Après avoir écumé les scènes aux quatre coins du globe durant huit ans avec deux disques où perle le rock, Last Train nous a offert un morceau épique de (quasiment) vingt minutes avant un passage symbolique à l’Olympia le 22 mars dernier. Rencontre à Paris avec le quatuor alsacien.
S’ils nous affirment qu’il n’y a pas de “storytelling”, la petite histoire a quand même de quoi faire jubiler. À peine trente piges au compteur, ces quatre mecs débarqués d’Alsace et désormais installés à Lyon ont monté un groupe au collège avant de parcourir le monde avec Weathering, paru en 2017, et The Big Picture, sorti en 2019, deux disques où les riffs électriques traînent jusqu’à l’épuisement tandis que les préludes de piano sifflent entre les crevasses. Arrivé à quai en 2014, Last Train vient grossir les rangs du rock français pour le réévaluer, plutôt que le démanteler.
De How Did You Get There?, leur nouveau single qui s’étend sur dix-huit minutes accompagné d’un court métrage réalisé par leurs soins, à Cold Fame, l’agence de diffusion et de production de concerts lyonnaise qu’ils ont fondée par leurs propres moyens, en passant par leur baptême de feu à l’Olympia le 22 mars dernier et leur déclaration d’indépendance, Last Train revient sur son épopée. Rencontre.
D’où est venue cette idée de faire un single si long ?
Jean-Noël Scherrer (chant, guitare) – On ne le considère pas comme un single. Ça libère beaucoup de choses de se dire qu’on ne cherche pas à faire un tube suivi d’un fleuve de promo. Ce titre est une prise de parole précieuse et si ça reste un peu confidentiel, tant mieux, on est complètement pour.
Vous étiez déjà adeptes des chansons épiques sur The Big Picture, votre second album paru en 2019.
Jean-Noël Scherrer – Avec Last Train, on a toujours aimé les chansons hors format. Sur notre premier album, un titre comme Fire dépasse les cinq minutes. Mais on se restreignait en se disant qu’il fallait aussi des morceaux plus courts et percutants. Désormais, on accepte de prendre notre temps.
Julien Peultier (guitare) – C’est une chance de pouvoir prendre son temps. C’est aussi une chance de ne pas être contraint par une maison de disque qui t’oblige à faire des singles. On aime bien ces chansons longues avec des thèmes qui se répondent. Comme dans la musique de film.

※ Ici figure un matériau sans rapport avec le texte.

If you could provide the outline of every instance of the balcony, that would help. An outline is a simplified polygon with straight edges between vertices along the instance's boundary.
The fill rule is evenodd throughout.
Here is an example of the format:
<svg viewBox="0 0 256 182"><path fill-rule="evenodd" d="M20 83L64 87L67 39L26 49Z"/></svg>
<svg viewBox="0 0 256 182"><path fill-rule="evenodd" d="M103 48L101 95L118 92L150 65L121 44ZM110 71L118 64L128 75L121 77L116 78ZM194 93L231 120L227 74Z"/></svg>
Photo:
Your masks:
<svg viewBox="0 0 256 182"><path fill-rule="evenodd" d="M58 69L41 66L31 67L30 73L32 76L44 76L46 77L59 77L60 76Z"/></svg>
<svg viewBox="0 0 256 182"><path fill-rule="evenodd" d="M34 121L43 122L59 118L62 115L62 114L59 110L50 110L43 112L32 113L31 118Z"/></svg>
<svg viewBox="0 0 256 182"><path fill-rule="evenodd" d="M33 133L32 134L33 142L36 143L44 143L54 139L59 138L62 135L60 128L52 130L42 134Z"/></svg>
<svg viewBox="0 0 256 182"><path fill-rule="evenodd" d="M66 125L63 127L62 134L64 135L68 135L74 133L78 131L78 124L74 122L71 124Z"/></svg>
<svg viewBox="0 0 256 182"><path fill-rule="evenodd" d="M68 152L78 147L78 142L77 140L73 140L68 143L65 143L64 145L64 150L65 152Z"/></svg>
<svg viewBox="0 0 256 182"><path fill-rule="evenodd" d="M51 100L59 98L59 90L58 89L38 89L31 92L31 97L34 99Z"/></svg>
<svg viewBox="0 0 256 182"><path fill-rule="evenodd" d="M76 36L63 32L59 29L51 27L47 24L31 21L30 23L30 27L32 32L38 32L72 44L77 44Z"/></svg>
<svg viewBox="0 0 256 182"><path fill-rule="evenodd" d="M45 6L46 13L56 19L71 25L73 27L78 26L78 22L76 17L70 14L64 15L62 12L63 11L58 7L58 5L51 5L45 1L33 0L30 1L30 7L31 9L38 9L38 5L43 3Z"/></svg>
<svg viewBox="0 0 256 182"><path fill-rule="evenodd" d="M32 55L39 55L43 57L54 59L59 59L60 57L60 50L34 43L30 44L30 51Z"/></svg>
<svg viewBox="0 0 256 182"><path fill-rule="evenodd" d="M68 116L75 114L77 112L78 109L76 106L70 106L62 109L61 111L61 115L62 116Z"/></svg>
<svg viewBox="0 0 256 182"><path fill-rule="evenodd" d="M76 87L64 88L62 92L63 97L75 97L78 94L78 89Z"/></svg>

Julien, tu as réalisé le court métrage qui accompagne ce nouveau morceau. Qu’apporte le cinéma à la musique de Last Train ?
Julien Peultier – On a toujours voulu exploiter le côté cinématographique. How Did You Get There? était l’occasion d’aller vers la fiction et de faire une œuvre à part entière qui se regarde avec la musique mais qui peut aussi s’en dissocier. Chaque spectateur·trice est libre de voir ce qu’iel veut. Au même titre que notre musique, on n’a pas envie de donner notre avis sur le monde. On cherche plutôt à soulever des questions et ouvrir une porte sur quelque chose.
Depuis vos débuts, vous faites tout par vos propres moyens. Vous avez même lancé le label Cold Fame dès 2014 pour sortir vos disques et organiser vos tournées.
Jean-Noël Scherrer – Exactement. Aujourd’hui, c’est une agence de production et de diffusion de concerts basée à Lyon. On programme nos tournées via Cold Fame et d’autres partenaires mais on travaille également pour d’autres artistes.
Pourquoi accordez-vous autant d’importance à l’indépendance ?
Jean-Noël Scherrer – L’indépendance est viscérale dans tout ce que l’on fait. On aime bien faire par nous-mêmes, contrôler et, surtout, on veut comprendre. Se dire que l’on comprend le monde dans lequel on évolue nous permet de prendre du recul et d’apporter de la nuance à notre projet. C’est le plus important.
Ça vous déplairait d’être signés chez une major ?
Jean-Noël Scherrer – On dit ça et, en même temps, on a déjà travaillé avec Barclay, la filiale d’Universal. C’était une super expérience car on a travaillé avec de belles personnes et on en garde un bon souvenir mais, simplement, c’est un modèle qui ne fonctionne pas avec Last Train. Ce n’est pas fait pour nous, ni en tant que personnes, ni en tant qu’artistes. Les majors, c’est pour d’autres histoires. Pas la nôtre.
Quand vous fondez Cold Fame, vous êtes un groupe de quatre mecs de 20 ans qui n’a pas encore sorti d’album. Comment avez-vous monté cette agence concrètement ?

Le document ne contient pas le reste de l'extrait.